5 maio 2023 16:13

Uma pintura permanentemente na corda bamba, que ainda assim teima em ser pintura
antónio jorge silva
A obra de Sónia Almeida desdobra-se e recompõe-se, transformando-se num agregador da dispersão visual contemporânea
5 maio 2023 16:13
O que pode ser a pintura hoje? A pergunta parece esgotada depois de tanta necrologia e renascimento geracionais tão antigos como o célebre quadrado negro ‘malevichiano’ no qual uns quiseram ver um ponto final e outros um recomeço. É particularmente curioso que cada geração tenha uma relação ou de exaustão ou de alegria renovada em ver pintura ou prosseguir pintando. Só caricaturalmente o facto se pode ver como uma questão de moda ou julgado pela tendência de cada tempo contradizer o anterior. E, no entanto, a pergunta permanece: o que pode ser a pintura hoje? Na era da hiperdisponibilidade visual, do êxtase tecnológico, do arquivo infinito e indomável, a era em que o futuro parece ser, esse sim, uma noção anacrónica (e todos sabemos como a ideia de futuro e ultrapassagem foi tantas vezes, no século XX, inimiga da pintura), pensar o que pode ser a pintura volta a obrigar a pensar a sua relação com a tradição, mas obriga sobretudo a pensar a nossa relação com a história, agora destituída de qualquer energia messiânica e com um contexto que não cessa de transformar as condições da visão e daquilo que é visto.
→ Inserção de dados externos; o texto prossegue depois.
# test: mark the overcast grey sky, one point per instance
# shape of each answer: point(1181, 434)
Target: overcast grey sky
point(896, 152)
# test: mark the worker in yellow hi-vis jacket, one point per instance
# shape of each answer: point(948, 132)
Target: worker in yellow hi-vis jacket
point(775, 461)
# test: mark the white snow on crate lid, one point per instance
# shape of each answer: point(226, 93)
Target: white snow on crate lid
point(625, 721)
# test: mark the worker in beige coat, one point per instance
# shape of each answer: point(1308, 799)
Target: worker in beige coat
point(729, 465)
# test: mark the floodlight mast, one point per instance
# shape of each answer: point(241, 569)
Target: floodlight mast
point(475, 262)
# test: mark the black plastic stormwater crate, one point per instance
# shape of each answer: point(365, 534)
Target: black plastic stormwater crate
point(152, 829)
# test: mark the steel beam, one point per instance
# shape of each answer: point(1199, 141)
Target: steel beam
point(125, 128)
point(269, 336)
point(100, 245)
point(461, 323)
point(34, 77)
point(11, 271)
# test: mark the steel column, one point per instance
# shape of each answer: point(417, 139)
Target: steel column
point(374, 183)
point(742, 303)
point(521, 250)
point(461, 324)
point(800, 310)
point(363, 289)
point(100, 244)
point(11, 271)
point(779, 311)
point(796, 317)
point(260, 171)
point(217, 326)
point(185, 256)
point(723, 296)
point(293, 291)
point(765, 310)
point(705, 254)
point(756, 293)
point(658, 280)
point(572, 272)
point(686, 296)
Certamente que todas estas perplexidades passaram pela mente de Sónia Almeida ao longo dos últimos 15 anos, como se pode perceber por esta sua primeira retrospetiva, comissariada por Bruno Marchand. Com exposições individuais na Bélgica, Itália, EUA e Reino Unido, a artista, que vive em Boston, teve uma presença expositiva apenas pontual e fragmentária entre nós (a sua última mostra individual foi há 15 anos). Com esta exposição, com cerca de 40 obras, descobrimos como ela coloca a pintura numa encruzilhada muito particular. Por um lado, confronta a sua materialidade com a materialidade do mundo, não apenas porque a prolonga em condições que não são as habituais (o tecido, a madeira, o alumínio, a impressão) como a espacializa em forma de obstáculo ou coisa obstaculizada, parcialmente oculta (como com os pequenos “bolsos” em que parte delas se escondem), ou dada ao tato; ou, pelo contrário, a lança num estado de evidência invasivo usando a impressão para cobrir paredes com evocações de mosaicos ou malhas que lembram o jogo “Tetris”.